Flu season starts just after Christmas and peaks around February and March, but the time to get a flu shot is now.
"October is the perfect time," says Dr. Alan von Gremp, an emergency medicine doctor with American Family Care clinics. "I always use Halloween as a reminder."
And people need the shot, not the nasal spray because it's not as effective, according to the Centers for Disease Control and Prevention.
The flu shot takes about two weeks to become effective, von Gremp says.
Doctors usually don't see a lot of flu cases in October and November, but in December the numbers increase.
Unlike a cold, flu symptoms usually come suddenly, according to the website webmd.com. And a fever that comes with the flu may not come with a cold.
Other symptoms include severe aches in muscles and joints, weakness or extreme fatigue, a headache, a dry cough, sore throat and runny nose.
Flu is in the Top 10 of all killers, von Gremp cautions.
When you talk about cancer, heart disease and accidents, flu is also up there, he says.
And the website livescience.com lists the influenza virus among the nine deadliest viruses on the planet.
The site states that up to 500,000 people worldwide die from the illness during a typical flu season, according to the World Health Organization.
Everyone who gets the flu isn't at risk for dying, but it attacks everyone, young and old, healthy and sick, says von Gremp.
Yet while adults make sure that their children got vaccinated, they often fail to get vaccinations themselves.
In the 2016-17 flu season, more than 75 percent of children got the vaccination, while less than 50 percent of adults did likewise.
Doctors advise the flu shot for adults and children at least six months old every year.
Ultimately doctors are trying to prevent the spread of infection, says Dr. Justin Ossman, a local family medicine physician at Erlanger hospital.

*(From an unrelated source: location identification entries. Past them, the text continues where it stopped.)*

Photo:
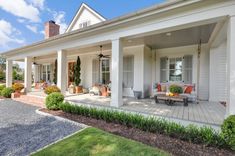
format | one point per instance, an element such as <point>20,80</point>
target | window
<point>84,24</point>
<point>163,69</point>
<point>95,71</point>
<point>128,71</point>
<point>105,71</point>
<point>188,68</point>
<point>46,72</point>
<point>176,69</point>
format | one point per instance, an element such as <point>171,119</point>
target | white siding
<point>147,71</point>
<point>218,88</point>
<point>189,50</point>
<point>204,74</point>
<point>86,15</point>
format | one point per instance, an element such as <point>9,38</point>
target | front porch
<point>205,112</point>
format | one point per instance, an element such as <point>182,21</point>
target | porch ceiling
<point>176,38</point>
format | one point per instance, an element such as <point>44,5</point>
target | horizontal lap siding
<point>218,87</point>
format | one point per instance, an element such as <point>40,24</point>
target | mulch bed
<point>166,143</point>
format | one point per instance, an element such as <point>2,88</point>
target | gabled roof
<point>80,10</point>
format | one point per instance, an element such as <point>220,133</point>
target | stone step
<point>32,100</point>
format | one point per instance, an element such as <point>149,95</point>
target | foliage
<point>2,87</point>
<point>17,76</point>
<point>77,72</point>
<point>53,100</point>
<point>203,135</point>
<point>95,142</point>
<point>17,86</point>
<point>2,75</point>
<point>228,131</point>
<point>176,89</point>
<point>6,92</point>
<point>55,73</point>
<point>51,89</point>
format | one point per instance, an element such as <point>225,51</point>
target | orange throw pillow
<point>188,89</point>
<point>158,87</point>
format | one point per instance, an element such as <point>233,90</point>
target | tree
<point>77,72</point>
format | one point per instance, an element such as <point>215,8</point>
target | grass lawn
<point>95,142</point>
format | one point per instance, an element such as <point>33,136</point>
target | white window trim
<point>46,64</point>
<point>168,68</point>
<point>101,72</point>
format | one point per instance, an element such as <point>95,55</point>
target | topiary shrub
<point>2,87</point>
<point>228,131</point>
<point>17,87</point>
<point>51,89</point>
<point>176,89</point>
<point>6,92</point>
<point>54,100</point>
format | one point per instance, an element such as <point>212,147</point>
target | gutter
<point>109,23</point>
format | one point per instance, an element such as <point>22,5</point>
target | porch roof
<point>156,19</point>
<point>162,7</point>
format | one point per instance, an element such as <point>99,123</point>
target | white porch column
<point>231,66</point>
<point>28,73</point>
<point>117,73</point>
<point>61,70</point>
<point>36,74</point>
<point>9,73</point>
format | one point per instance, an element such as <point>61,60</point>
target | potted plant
<point>176,90</point>
<point>77,74</point>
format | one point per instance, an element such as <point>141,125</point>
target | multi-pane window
<point>163,69</point>
<point>105,71</point>
<point>84,24</point>
<point>178,69</point>
<point>95,71</point>
<point>128,71</point>
<point>46,72</point>
<point>175,69</point>
<point>188,68</point>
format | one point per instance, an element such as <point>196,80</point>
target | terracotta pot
<point>78,89</point>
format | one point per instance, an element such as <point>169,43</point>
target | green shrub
<point>228,131</point>
<point>17,86</point>
<point>53,101</point>
<point>2,87</point>
<point>176,89</point>
<point>51,89</point>
<point>6,92</point>
<point>203,135</point>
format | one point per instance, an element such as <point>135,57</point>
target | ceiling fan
<point>101,55</point>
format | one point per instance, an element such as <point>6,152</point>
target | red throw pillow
<point>188,89</point>
<point>158,87</point>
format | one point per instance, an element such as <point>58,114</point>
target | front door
<point>71,66</point>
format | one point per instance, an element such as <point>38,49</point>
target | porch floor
<point>205,112</point>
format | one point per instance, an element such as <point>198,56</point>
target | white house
<point>193,38</point>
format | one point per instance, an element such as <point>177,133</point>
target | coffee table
<point>170,100</point>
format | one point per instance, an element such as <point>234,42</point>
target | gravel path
<point>22,131</point>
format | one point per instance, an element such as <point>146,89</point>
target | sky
<point>22,21</point>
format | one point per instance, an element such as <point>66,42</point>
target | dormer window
<point>84,24</point>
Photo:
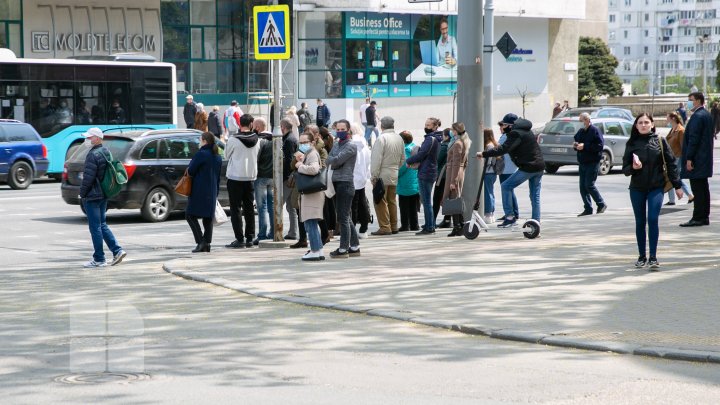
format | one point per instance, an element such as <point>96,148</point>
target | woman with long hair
<point>204,169</point>
<point>675,140</point>
<point>643,161</point>
<point>455,171</point>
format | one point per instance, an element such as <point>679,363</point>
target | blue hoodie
<point>427,156</point>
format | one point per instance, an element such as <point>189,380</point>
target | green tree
<point>596,70</point>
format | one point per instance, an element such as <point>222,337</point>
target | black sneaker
<point>337,254</point>
<point>236,244</point>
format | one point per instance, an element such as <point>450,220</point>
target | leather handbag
<point>454,206</point>
<point>668,184</point>
<point>307,184</point>
<point>184,186</point>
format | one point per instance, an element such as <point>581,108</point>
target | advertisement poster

The World Health Organization meets twice a year and determines what influenza strain will be the most prevalent based on what they've seen in previous years.
"It's called herd immunity. So the more people who are vaccinated, ultimately the less likely you're going to spread any sort of illness or infection to other people," says Ossman.
A healthy body could heal itself of the virus, but the flu could also develop into pneumonia and other illnesses.
Patients already established at Erlanger can get a flu shot in less than 15 minutes.
They come in, roll up their sleeve and basically get the injection. We make sure that they don't have any allergic reactions or complications and they're on their way, says Ossman.
It may take a little longer than 15 minutes to be seen at American Family Care, but getting a flu shot could take less than 15 minutes when they see the doctor.